Date: Tue, 1 May 90 17:11:25 -0400
From: Bill Sommerfeld <wesommer@ATHENA.MIT.EDU>
To: Jerome H Saltzer <Saltzer@MIT.EDU>
Cc: bug-moira@MIT.EDU
In-Reply-To: Jerome H Saltzer's message of Tue, 1 May 90 16:31:33 EDT,
  If it is because the underlying DB system doesn't provide
  case-insensitive comparison semantics...

I believe that this is the case, or at least it was the case back when
I worked on SMS.

The database already contains two copies of the user's name: one which
is "immutable" and is used for user registration lookup and little
else, and a second one which is changeable by "chfn" and which is
loaded into the hesiod UNIX passwd database and displayed by finger.

Given that Mr. Mcelheny can already change his user-visible name to
"John McElheny", or even "Kareem Abdul-Jabbar" (should he undergo a
change in faith or get really tall :-) ) without needing to call an
admin, I think this problem is solved already.
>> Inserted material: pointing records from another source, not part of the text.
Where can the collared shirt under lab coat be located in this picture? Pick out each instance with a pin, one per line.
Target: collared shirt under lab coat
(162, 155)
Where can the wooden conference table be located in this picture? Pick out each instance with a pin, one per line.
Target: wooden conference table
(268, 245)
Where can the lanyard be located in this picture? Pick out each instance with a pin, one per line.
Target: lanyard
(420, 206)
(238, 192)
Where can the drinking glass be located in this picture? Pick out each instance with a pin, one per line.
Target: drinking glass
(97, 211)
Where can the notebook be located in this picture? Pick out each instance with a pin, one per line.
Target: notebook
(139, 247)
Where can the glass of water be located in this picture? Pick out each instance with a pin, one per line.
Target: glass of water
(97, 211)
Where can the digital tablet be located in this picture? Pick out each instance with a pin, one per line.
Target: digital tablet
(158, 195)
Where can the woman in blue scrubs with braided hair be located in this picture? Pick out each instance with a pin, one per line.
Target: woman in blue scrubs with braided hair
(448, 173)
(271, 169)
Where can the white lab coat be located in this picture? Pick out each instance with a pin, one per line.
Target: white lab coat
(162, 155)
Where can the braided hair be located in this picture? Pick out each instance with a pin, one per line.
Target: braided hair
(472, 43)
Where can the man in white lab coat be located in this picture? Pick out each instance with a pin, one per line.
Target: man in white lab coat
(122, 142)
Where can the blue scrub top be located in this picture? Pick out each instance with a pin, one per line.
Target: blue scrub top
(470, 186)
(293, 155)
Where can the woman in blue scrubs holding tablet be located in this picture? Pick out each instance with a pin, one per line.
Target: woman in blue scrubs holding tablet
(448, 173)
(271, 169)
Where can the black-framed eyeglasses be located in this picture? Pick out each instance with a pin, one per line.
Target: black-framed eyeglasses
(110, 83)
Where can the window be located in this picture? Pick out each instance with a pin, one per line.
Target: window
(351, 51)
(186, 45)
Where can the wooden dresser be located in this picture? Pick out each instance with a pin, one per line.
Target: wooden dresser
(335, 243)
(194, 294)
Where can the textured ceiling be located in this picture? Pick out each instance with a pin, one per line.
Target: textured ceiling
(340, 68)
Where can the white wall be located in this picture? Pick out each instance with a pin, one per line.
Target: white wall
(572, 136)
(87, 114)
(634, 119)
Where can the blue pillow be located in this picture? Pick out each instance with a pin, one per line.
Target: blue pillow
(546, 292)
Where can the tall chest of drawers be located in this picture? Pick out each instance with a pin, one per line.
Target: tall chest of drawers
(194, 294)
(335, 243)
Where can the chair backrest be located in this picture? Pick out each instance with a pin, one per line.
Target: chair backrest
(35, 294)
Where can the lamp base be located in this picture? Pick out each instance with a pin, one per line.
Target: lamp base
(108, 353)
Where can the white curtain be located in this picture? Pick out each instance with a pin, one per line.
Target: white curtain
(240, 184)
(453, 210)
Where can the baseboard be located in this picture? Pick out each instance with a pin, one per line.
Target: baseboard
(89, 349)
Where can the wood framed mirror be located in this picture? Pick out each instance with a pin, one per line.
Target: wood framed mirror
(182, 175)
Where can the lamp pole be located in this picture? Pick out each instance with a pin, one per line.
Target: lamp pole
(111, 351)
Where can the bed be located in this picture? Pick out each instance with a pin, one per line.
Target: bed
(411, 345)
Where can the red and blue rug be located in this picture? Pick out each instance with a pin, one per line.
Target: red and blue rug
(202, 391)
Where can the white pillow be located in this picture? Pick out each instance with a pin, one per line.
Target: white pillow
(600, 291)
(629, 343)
The "baroquely complex" part of this is that the canonical form of the
first and last name used as the database key is a mixed-case string.
For the life of me, I can't remember *why* I did such a silly thing
when I wrote the first version of the database load and user
registration programs; I suspect it may have been that the test
database we were already using had mixed-case first and last names.